Pour le meilleur ou pour le pire, les êtres humains constituent leur identité collective en créant autour d’eux une seconde nature composée d’images qui ne reflètent pas seulement les valeurs voulues par leur créateur, mais dégagent de nouvelles formes de valeur dans l’inconscient collectif et politique de leurs contemplateurs[42].

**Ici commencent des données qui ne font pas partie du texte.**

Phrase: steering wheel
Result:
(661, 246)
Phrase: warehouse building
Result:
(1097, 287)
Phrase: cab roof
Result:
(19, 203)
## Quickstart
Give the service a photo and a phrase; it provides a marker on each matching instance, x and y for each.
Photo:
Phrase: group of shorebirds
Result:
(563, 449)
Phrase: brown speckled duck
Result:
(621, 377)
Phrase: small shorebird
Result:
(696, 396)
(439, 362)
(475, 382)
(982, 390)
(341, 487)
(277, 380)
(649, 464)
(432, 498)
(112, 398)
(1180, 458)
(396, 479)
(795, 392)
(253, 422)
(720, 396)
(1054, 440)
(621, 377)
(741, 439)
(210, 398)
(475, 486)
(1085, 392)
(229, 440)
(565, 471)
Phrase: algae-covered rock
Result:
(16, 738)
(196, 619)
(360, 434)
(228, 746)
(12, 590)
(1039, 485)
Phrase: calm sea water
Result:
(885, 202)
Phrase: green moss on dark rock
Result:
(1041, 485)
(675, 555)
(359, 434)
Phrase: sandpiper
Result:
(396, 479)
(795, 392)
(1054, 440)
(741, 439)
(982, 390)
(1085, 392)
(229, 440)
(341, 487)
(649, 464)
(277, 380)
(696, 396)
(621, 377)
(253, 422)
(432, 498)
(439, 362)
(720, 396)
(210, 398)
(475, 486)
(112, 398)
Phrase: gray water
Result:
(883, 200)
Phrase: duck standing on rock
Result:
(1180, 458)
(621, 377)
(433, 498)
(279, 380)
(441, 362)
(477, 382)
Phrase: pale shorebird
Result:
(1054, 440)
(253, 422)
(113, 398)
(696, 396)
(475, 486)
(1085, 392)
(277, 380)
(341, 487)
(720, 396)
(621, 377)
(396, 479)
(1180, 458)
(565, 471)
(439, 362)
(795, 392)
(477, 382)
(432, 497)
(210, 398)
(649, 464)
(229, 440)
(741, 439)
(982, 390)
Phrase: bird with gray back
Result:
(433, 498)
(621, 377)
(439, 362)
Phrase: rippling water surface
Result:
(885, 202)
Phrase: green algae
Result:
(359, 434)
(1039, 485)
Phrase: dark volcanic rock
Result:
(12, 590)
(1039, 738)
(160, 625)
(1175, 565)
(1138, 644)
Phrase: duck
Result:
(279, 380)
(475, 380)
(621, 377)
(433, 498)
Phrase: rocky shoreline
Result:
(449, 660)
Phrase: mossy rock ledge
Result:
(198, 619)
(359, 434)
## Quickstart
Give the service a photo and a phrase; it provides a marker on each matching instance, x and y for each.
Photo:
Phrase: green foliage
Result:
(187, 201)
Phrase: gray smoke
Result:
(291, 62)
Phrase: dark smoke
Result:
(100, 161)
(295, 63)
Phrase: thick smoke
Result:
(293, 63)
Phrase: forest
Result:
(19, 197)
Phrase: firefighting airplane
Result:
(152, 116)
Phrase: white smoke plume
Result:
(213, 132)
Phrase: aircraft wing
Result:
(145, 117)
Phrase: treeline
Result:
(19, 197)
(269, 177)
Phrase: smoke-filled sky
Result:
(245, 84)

Tels sont les mythes directeurs dont dépend actuellement notre connaissance du visuel. Le récent paradigme selon lequel les artefacts visuels ont une « vie » et ne sont pas des véhicules qui transportent passivement des idées (étant plutôt doués de capacité d’agir) transforme notre conception du travail et de l’oeuvre dans les études visuelles. Le « tournant iconique » ajoute la dimension de la présence à notre compréhension de l’image et exige une analyse des médias et des formes qui augmente les interprétations en richesse et en texture. La portée intellectuelle de ce tournant s’annonce formidablement fructueuse, que la tâche académique soit conçue comme l’étude des différents médias et de leur nature singulière (Elkins), comme l’analyse de la manière dont l’intelligence humaine recourt aux images plutôt qu’aux mots dans la construction du sens (Bredekamp), comme une anthropologie historique examinant en détail les formes de vie qui ont animé et animent les images (Belting), comme l’étude continue des façons dont la perception est affectée par des changements de visualité (Mitchell) ou bien comme un mélange encore inédit de ces approches et de ces théories. J’ai esquissé ici certains paradigmes méthodologiques, mais il est clair que les possibilités sont aussi infinies que les objets eux-mêmes. Ces nouvelles approches ne rendent pas les formes établies obsolètes, bien au contraire. Comme j’ai tenté de le souligner, des hypothèses différentes ne mènent pas nécessairement à des conclusions irréconciliables. Une analyse des supports matériels ouvre facilement sur des enjeux politiques, tandis que l’analyse politique peut recourir à l’« aura » de l’image dans sa rhétorique. Le « tournant iconique » nous rappelle que les artefacts visuels refusent d’être réduits par les interprétations qu’on voudrait y plaquer au présent. Les objets visuellement intéressants persistent à traverser l’histoire en exigeant toujours radicalement de nouvelles méthodes d’analyse : ils engendrent ainsi autant de récits captivants, au fil de leur déambulation historique.